Terkesan Abaikan Prokes, Pendamping Desa : Ini Program Bank Mandiri, Untuk Jenis Yang Lainnya Saya Tidak Bisa Berkomentar

BOGOR, Lensa Expose.com

Penyaluran program Kartu Keluarga Sejahtera (KKS) PKH dan Bantuan Pangan Non Tunai (BPNT), Desa Bantarkaret Kecamatan Nanggung, Kabupaten Bogor di duga abaikan Protokol Kesehatan (Prokes) Senin, (1/02/21).

Terlihat puluhan ibu-ibu berkerumun hingga memadati Balai Kantor Desa Bantarkaret dan di duga abaikan Protokol Kesehatan (Prokes) Covid-19.

Seperti yang terlihat di kegiatan tersebut tidak menjaga jarak. Padahal berdasarkan Surat Keputusan Bupati Nomor 443/41/Kpts/Per-UU/2021. Telah memperpanjang Pemberlakuan Pembatasan Kegiatan Masyarakat (PPKM), dimulai dari tanggal 26 Januari hingga 8 Februari.

Menurut Petugas Bank mandiri Kholil menjelaskan, bahwa ini program dari pemerintah, dirinya hanya mendapatkan tugas dari program tersebut.

“Sebetulnya kita di arahkan seperti itu, cuman mungkin, tadi memang ada sedikit ramai juga, Insya Allah besok kita atur sedemikian rupa. Sebelumnya kita sudah himbau pak, alat dari kantor pun sudah lengkap. Cuma mungkin yang namanya masyarakat harus di ingatkan lagi, besok kita dalam antrian juga akan benahi pak,” ujarnya.

Sementara itu, pendamping PKH Desa Bantarkaret Suheri menjelaskan bahwa penyaluran rekening Bank Mandiri untuk keperluan Bansos PKH dan BPNT, sekitar 380 KPM dan PKH yang hari ini di bagikan.

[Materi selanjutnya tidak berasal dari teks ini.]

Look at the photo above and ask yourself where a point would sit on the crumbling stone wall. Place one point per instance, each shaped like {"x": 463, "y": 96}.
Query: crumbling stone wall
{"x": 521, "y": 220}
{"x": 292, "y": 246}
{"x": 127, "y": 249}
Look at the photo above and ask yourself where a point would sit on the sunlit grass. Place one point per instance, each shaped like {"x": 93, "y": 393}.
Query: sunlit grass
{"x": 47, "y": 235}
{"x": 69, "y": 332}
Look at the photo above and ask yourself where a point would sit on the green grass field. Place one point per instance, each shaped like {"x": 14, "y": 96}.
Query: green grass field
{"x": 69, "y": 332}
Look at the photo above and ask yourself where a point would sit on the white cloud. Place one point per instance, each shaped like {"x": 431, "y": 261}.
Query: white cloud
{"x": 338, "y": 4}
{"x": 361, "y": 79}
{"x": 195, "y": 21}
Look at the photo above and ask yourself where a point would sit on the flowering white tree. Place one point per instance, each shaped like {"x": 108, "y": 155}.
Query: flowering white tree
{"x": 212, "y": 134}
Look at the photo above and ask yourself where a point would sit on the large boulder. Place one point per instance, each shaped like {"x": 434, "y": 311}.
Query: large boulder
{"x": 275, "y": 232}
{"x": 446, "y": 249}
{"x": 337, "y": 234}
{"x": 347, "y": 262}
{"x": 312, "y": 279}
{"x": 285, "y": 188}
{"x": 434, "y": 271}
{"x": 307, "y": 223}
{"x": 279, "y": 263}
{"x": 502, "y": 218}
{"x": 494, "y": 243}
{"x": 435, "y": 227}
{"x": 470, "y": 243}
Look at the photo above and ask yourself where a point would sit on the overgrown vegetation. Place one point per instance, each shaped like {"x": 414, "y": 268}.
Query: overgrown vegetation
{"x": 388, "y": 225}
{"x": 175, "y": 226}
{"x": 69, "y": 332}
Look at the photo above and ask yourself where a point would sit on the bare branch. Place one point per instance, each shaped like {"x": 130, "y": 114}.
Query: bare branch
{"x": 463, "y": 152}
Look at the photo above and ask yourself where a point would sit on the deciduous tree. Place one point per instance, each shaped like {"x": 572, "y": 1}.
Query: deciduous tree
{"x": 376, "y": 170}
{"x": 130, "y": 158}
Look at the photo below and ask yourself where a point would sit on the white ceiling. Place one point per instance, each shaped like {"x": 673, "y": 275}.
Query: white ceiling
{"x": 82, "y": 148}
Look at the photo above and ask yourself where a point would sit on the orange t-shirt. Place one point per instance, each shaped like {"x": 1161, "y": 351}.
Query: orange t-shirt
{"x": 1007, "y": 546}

“Kebetulan ini program Bnk Mandiri, untuk jenis yang lain-lainya saya tidak bisa berkomentar,” singkat Suheri.

Hal senada juga di katakan oleh Kades Bantarkaret Kecamatan Nanggung H. Hotib, bahwa penyaluran tersebut adalah program Pemerintah yang di salurkan melalui pihak Bank. Ujar H. Hotib Selasa, (2/2/21).

“Kalo memang ada yang melanggar Protokol Kesehatan, mungkin itu ada kelalayan dari pihak terkait yang menyalurkan. Kalo mau menanyakan soal ini, silahkan tanyakan kepada pihak yang menjadwalkan,” ucap H. Hotib yang biasa di sapa H. Kate melaui pesan Via WhatsApp.